I waited and listened silently. What would she decide? I have to admit, I was a little nervous. For you see, my very life depended on it. I could feel her waver back and forth, back and forth, like the waves lapping upon the sea. First this way, then that. Weighing the pros and cons of the decision in her mind.
'Get rid of it!' her mother told her, 'You'll never get anywhere in life tied down by the baggage that this will bring!'
I waited silently. What would the girl say to that? I knew the decision that I wanted, while beneficial to me, would cause a lot more trouble and work for her in the long run! I could feel the girl take a long breath, then exhale slowly. I felt the girl's hand press up against her stomach, ( up against me!) as she said, 'You know, I think I have decided, Mom. I am going to keep this baby.'
I braced myself for the scorn that would follow. And it did.
But my girl stayed strong. She fought for me. She told everyone, 'I am keeping this baby.'
For nine months, I was a silent spectator to her life. I heard the comments telling her to abort me, the "advice" from "good meaning" people. I sensed the fear in her. I knew she was terrified.
She was in a shaky relationship and knew she might end up being a single mother. Abortion would have been the easy way out. I knew this.
I silently begged her to remain strong.
Meanwhile, I grew big and strong. I kicked and squirmed, and when I would move inside of her, she would place her hand on me, and stop what she was doing. She would stare down at her belly. What was I thinking? What was I feeling? Did I know the turmoil going on in her mind, and in her heart? Could I sense it?

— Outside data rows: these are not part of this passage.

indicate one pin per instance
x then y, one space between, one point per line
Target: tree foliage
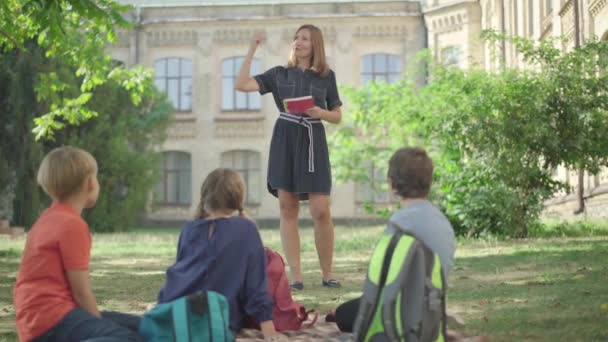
496 138
75 32
122 139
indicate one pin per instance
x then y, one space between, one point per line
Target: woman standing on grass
298 166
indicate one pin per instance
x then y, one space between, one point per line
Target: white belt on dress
307 122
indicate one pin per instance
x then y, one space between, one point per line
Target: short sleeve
333 98
75 245
267 80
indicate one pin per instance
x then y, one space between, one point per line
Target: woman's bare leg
290 236
324 232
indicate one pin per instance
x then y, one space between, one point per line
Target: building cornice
597 6
179 19
451 5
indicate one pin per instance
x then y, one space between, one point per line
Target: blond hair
411 172
318 62
223 189
64 170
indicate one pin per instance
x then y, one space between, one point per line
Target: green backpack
404 294
202 316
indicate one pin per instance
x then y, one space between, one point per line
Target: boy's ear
89 186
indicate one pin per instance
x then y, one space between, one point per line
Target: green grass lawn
552 289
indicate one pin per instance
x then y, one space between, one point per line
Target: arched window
174 77
175 186
233 100
247 164
380 67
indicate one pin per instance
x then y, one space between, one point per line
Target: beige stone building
196 48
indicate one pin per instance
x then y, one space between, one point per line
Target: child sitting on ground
53 297
222 252
410 174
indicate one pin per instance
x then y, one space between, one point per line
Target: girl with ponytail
221 250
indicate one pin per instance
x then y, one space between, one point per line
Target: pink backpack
287 314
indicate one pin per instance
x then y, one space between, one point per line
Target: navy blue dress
232 262
299 159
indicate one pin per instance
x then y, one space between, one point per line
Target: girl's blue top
232 262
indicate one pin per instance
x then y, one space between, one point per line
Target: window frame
249 96
181 76
183 175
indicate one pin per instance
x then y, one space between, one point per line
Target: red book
298 105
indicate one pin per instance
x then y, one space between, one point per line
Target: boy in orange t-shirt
53 297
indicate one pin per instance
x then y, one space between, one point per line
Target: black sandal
331 283
297 285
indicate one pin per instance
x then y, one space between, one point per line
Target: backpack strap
368 315
399 318
218 323
181 320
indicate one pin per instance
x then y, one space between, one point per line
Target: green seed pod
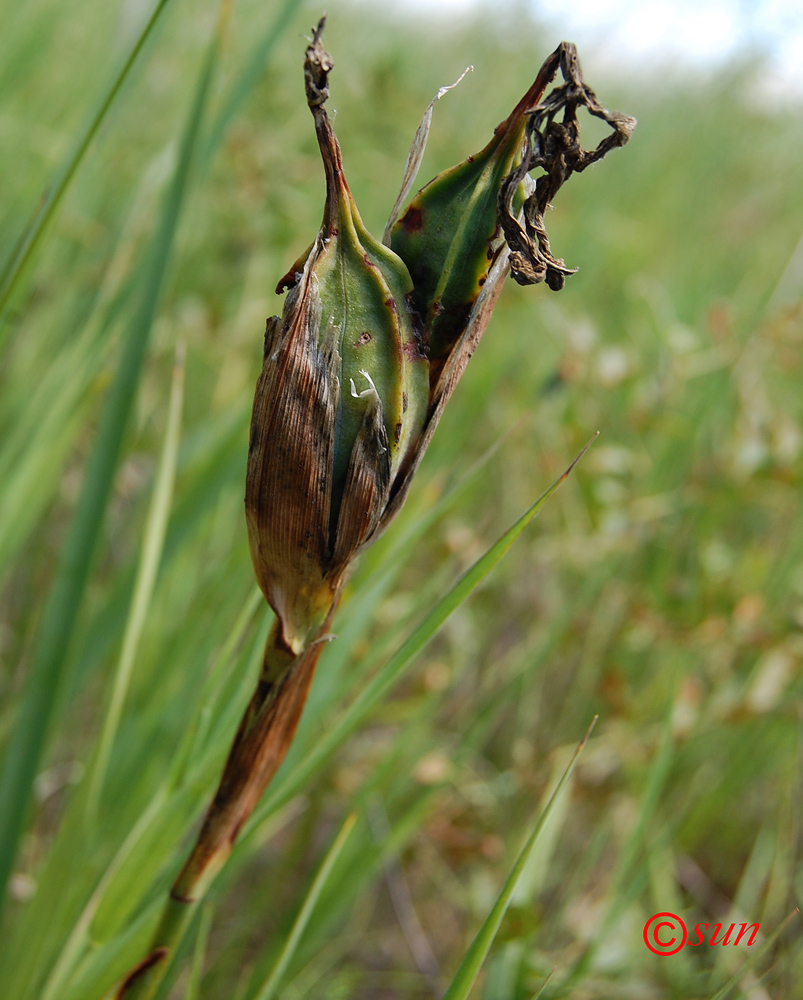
455 228
340 403
449 234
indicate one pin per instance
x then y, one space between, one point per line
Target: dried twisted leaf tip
553 147
449 237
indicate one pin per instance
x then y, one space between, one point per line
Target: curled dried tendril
554 147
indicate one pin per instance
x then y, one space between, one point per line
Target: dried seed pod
340 402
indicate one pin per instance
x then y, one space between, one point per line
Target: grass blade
384 680
476 954
150 558
61 608
51 197
198 955
268 988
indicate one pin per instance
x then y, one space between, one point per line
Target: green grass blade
253 72
199 953
150 558
61 608
543 986
384 680
268 988
51 198
725 990
75 945
480 946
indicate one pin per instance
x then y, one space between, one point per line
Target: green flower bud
340 403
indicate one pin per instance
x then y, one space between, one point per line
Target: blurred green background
661 588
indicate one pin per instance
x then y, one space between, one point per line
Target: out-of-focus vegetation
662 586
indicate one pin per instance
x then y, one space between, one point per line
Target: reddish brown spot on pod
413 219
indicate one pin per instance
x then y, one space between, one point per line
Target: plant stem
263 738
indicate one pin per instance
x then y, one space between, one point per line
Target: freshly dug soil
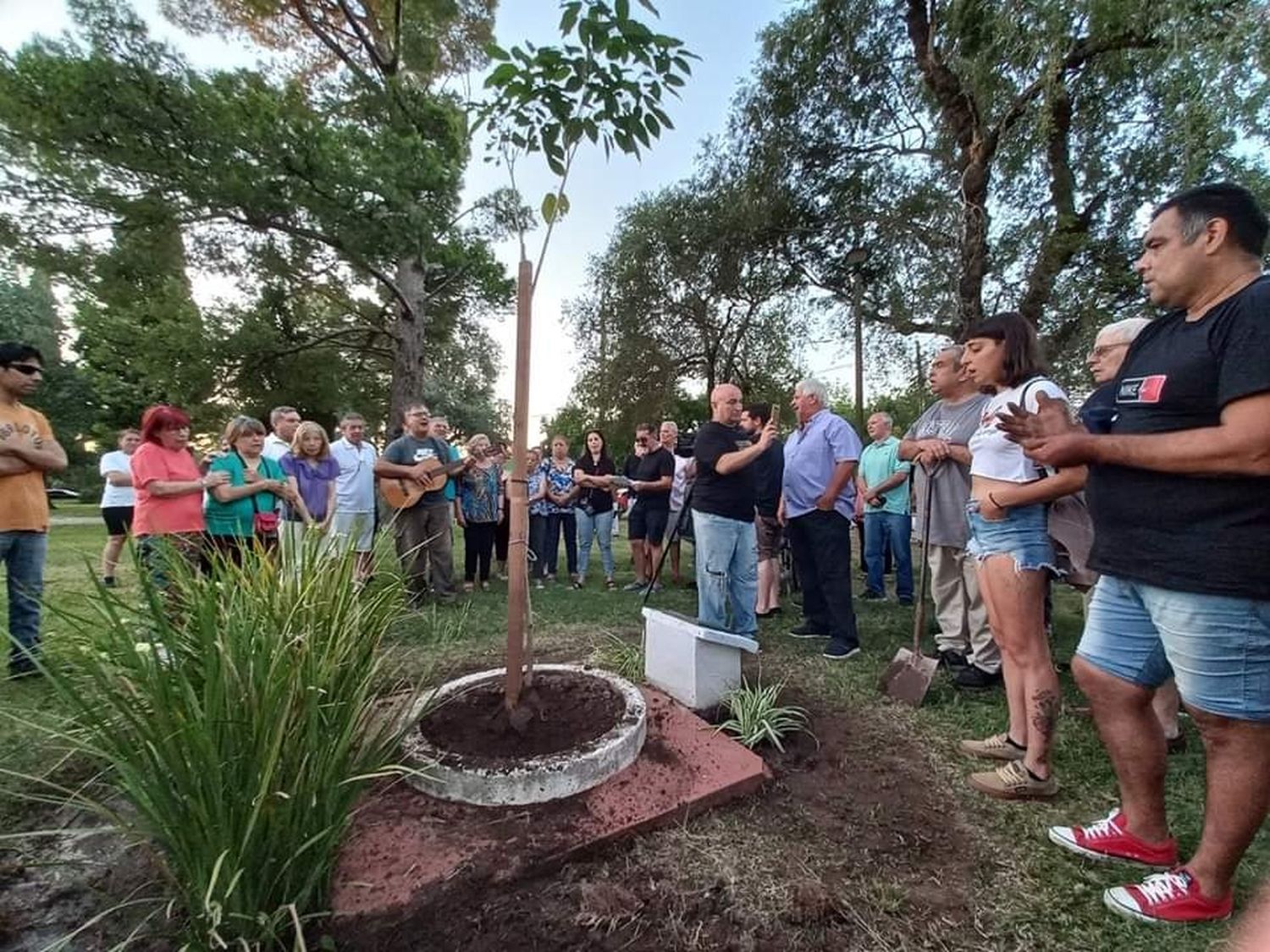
563 710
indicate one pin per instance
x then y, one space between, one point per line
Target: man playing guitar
413 471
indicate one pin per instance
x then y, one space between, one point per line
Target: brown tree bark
408 333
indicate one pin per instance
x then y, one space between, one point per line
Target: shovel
909 674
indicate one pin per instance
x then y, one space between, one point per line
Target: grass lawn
734 878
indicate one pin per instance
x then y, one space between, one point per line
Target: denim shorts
1217 647
1024 533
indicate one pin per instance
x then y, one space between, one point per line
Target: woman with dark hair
1010 541
594 474
536 494
254 487
168 515
561 493
480 497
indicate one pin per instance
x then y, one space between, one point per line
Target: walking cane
909 674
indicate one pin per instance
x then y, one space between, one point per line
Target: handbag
264 526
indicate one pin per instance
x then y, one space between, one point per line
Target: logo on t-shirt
1142 390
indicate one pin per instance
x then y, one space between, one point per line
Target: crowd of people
1162 471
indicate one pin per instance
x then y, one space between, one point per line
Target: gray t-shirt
955 423
408 451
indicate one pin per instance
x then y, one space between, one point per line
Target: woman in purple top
312 472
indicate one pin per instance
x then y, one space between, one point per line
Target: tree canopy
996 155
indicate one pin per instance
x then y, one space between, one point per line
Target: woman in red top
169 508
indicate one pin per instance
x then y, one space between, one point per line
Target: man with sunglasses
27 452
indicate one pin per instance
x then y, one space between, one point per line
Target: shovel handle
919 611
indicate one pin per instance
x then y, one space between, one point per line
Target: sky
721 32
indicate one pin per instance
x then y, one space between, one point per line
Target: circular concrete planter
533 779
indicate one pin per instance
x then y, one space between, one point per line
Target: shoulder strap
256 507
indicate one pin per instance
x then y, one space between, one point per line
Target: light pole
856 256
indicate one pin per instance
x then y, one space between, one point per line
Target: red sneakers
1170 898
1109 839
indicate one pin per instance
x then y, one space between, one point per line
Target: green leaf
505 74
571 18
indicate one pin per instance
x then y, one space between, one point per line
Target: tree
605 86
688 294
357 178
995 157
141 337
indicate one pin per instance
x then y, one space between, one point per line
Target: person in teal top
884 487
257 485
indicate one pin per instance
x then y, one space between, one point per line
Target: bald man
723 515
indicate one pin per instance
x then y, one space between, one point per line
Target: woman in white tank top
1010 540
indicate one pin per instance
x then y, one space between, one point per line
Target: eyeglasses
1104 349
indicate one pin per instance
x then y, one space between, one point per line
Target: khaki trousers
959 608
424 542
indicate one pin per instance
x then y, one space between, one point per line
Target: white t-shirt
274 447
355 487
992 454
117 461
680 482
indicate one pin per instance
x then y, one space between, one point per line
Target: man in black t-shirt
424 540
769 470
1179 490
650 480
723 515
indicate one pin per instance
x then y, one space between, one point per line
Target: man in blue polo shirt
883 482
817 504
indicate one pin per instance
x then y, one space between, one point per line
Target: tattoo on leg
1046 713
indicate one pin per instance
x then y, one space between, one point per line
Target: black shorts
648 523
119 520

And almost as if I was answering her, I would give her a resounding kick! It was as if I was saying, 'Stay strong, Mama! Stay strong! I'm here!'
And she did.
Here I stand today, no longer the silent spectator. I stand here, very much alive and vocal, because of one scared girl's decision. A decision that many scared girls have had to make, and unfortunately, decided the opposite way of my girl.
How many silent spectators have remained just that- silent? How many have had their voice snuffed out before they even had a chance to draw a breath?
When the world was telling my girl to take an easy way out, she didn't. While I silently observed and listened from my watery home, she stayed strong. She let me grow, she let me thrive, she let me be born, and she loved me.
And so I live. No longer silent, nor will I remain so. Because there are hundreds, maybe thousands, of silent spectators in watery homes wondering what decision their girl will make. For you see, their life hangs in the balance.
Who will be the voice for the silent spectators? Will you? Or you, or you? Or will we all become silent, while the ones who can't speak will remain that way, their lives snuffed out by a decision that they had no control over?
For you see, just as I silently pled with my girl to hang on to me, they are silently pleading with their girls! Since they have no voice, let's be the voice for them! Let's speak up so that they can be heard!
I, Emili Jo, stand here today, no longer a silent spectator. I stand here today, a woman. A woman who is what she is because of a decision that my girl- my Mom- made for me 19 years ago.
And I will be the voice for those silent spectators who have none.
*This is a true story. I wrote this for Emili, the "silent spectator". She performed this at a fine arts competition. Please send this to anyone that might be struggling with an unplanned pregnancy.
Let's be the voice for those who have none.